A few days ago, Jane Humphries (who has been a great inspiration for Judy and whose work I have been discretely following for years) and Jacob Weisdorf came out with a new working paper on the issue that have reinforced my skepticism of the wages regarding England. A crude summary of Humphries and Weisdorf’s paper goes as such: preindustrial labor markets had search costs, workers were willing to sacrifice on the daily wage rate (lower w) in order to obtain steady employment (greater L) and thus the proper variable of interest is the wage paid on annual contracts.
While their results do not affect England’s relative position (it only affects the trend of living standards in England), it shows that there are flaws in the data. These flaws should give us pause before proposing a strong theory like the “high-wage economy” argument. Taken together, the work of Stephenson (whom I am told is officially forthcoming), Humphries and Weisdorf show the importance of doing data work as the new data may overturn some key pieces of research (maybe, I am not sure, there is some stuff worth testing).
7 thoughts on “England circa 1700: low-wage or high-wage”
From the standpoint of a firm, why would it matter if the contractor was skimming 20% off the top? It’s still a labor cost, and it still incentivizes labor-saving technology, no?
Unless you are comparing one place with actual wages to a place with the rates embedded…
I have always been very skeptical when it comes to Allen’s high wage argument. See my Escaping poverty, 207-210, Peer Vries
News of the death of the Allen hypothesis have been greatly exaggerated…

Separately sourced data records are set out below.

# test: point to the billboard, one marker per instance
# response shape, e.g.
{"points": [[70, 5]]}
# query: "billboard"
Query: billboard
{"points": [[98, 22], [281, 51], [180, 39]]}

First, it rests on a solid causality. The UK economy grew much faster than rest of Europe between, say 1560 and 1760. Rate of urban growth is also stronger than elsewhere on the continent. Stronger exports than almost all the other countries seems to explain at least part of this strong showing. It would actually be difficult to admit (pace Arthur Lewis) that all that could occur without at least some impact on wages.
Second, there are numerous evidence supporting Allen’s hypothesis beyond the reconstituted wage data:
– reliance on female and child labor is consistent with high male wages (cf, among many other to the interesting comparison made by Rosa Luxembourg between Polish and Russian industries in the late 19th century).
– sizeable migration of workers from Europe to England, also consistent with higher wages in the UK.
– English exports tended to concentrate on labour-saving products and imports from the rest of Europe tended to concentrate on labour-intensive ones. Several references to loss of knowhow from British artisans.
– several examples of English industrialists relocating their production on the continent.
– tariff policy destined to protect British producers of labour-intensive ware (silk, indiennes)
– numerous anecdotes of contemporaries describing English wages as higher.
– higher consumption in the UK of numerous products (eg: sugar) consistent with overall higher living standards.
– long-term policy choice favouring capital-intensive navy against labour-intensive army.
Third, while real wages enjoyed by British workers may be subject to revision that could affect inter-temporal comparision, maybe explaining away some weird changes (no doubt much work needs to be done there), only an international comparison could possibly affect Allen’s hypothesis. To give but one example, the process of hiring servants in France was extremely long and difficult (as shown by Philip T. Hoffman) and could lead to very high costs. In Paris, many professions had to employ “bureau de placement” even as late as the 20th century.
Reblogged this on John Barleycorn and commented:
A good read.
What percentage of labor costs were “wages” and what percentage were to the self-employed small business?